Griffith also said he is intent on utilising secondary crime-prevention methods including various aspects of sport to strengthen the links between the police and various communities.

Newsday also spoke with president of the Police Social and Welfare Association Insp Michael Seales who said despite projects and campaigns aimed at improving healthier lifestyles among officers, there was a noticeable increase in the number of unfit officers on the beat.

He said, in recent times the number of sick-leave taken by officers has increased from 1000 to 7000 over a four-year period. He said this was indicative of health problems.
“The fitness check-ups and medicals are not a mandatory requirement for general police officers, but it is a routine procedure for certain units and divisions given the strenuous work they are involved in.
“There has been an increase in the prevalence of out-of-shape officers, but we are doing what we can on our part to try and promote a healthier, more active lifestyle.”

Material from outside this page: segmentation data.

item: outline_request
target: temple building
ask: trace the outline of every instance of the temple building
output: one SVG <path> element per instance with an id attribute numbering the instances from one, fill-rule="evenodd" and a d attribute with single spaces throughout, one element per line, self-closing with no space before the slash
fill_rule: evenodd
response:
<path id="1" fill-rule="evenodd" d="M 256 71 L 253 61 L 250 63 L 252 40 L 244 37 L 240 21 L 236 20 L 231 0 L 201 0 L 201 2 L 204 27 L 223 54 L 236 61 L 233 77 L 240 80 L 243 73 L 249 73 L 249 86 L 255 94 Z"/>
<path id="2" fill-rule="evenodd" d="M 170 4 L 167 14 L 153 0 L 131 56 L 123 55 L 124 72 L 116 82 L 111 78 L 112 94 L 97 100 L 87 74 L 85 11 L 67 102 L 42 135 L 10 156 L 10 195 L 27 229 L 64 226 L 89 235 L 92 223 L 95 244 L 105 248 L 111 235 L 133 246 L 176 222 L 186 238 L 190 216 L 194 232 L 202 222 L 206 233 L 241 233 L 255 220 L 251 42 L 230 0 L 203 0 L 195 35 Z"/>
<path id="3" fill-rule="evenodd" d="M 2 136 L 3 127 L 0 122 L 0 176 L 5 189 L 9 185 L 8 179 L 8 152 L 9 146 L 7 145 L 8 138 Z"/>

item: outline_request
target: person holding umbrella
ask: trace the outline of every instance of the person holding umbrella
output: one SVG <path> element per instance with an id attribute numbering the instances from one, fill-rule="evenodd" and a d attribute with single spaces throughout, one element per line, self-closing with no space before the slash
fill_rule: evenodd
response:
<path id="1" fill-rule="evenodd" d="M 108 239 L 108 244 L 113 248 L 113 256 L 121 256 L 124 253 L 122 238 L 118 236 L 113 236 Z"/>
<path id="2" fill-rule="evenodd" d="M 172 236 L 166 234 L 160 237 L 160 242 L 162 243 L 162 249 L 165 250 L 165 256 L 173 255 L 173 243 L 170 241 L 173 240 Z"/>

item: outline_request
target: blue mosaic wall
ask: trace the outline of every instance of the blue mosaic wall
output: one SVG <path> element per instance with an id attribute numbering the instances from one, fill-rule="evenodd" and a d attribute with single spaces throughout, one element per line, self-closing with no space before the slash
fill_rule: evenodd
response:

Seales said all police stations constructed within the last five years were equipped with exercise rooms and the association’s Last Man Standing event in Chaguaramas earlier this year, was intended to encourage more junior officers to engage in physical activities.
He said lifestyle diseases such as diabetes and hypertension were also particularly apparent among younger officers than seniors.

 

ORIGINAL STORY:

PHYSICALLY fit police officers have greater capabilities on the beat and in emergency situations, says Commissioner of Police Gary Griffith, who said he intends to look into fitness assessments in the police.

Speaking with Newsday yesterday, Griffith said physical fitness is an asset to police.

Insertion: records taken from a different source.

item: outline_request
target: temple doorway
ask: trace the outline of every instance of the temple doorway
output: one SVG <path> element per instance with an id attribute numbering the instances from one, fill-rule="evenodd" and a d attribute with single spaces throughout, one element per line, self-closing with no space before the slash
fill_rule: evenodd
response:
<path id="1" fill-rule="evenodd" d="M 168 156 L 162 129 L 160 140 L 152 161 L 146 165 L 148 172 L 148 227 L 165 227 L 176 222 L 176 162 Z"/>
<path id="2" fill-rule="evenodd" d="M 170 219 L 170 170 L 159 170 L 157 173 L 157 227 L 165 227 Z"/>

"Each arm of the protective services will develop physical fitness requirements and assessments to suit their needs. They have their own structure and we (the police) have ours. I am aware that in some police stations there are gymnasiums for the officers to use.

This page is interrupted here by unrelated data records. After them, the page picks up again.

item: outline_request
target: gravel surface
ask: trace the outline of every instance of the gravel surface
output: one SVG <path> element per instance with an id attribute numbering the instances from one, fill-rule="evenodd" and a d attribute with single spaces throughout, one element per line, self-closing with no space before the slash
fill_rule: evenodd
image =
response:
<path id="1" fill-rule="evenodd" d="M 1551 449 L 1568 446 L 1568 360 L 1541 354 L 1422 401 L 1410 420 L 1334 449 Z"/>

"Optimum physical fitness not only supports a healthier lifestyle, but also provides the basis for increased physical capacity and output on the job."

Griffith also urged police officers to do their best and maintain a high level of fitness in their lifestyle to ensure optimum performance in the field.

"Police officers do have physically strenuous jobs at times, and it is crucial that they are in top physical shape to be better able to perform their jobs to the best of their abilities. The physical fitness of a police officer is an essential part of their survival and longevity in service."

He said the job of a police officer is a high-stress one and physical activity is one key element to de-stressing, as well as to maintaining high-level functionality.

Griffith also said he is intent on using secondary crime prevention methods including sport to strengthen the links between the police and various communities.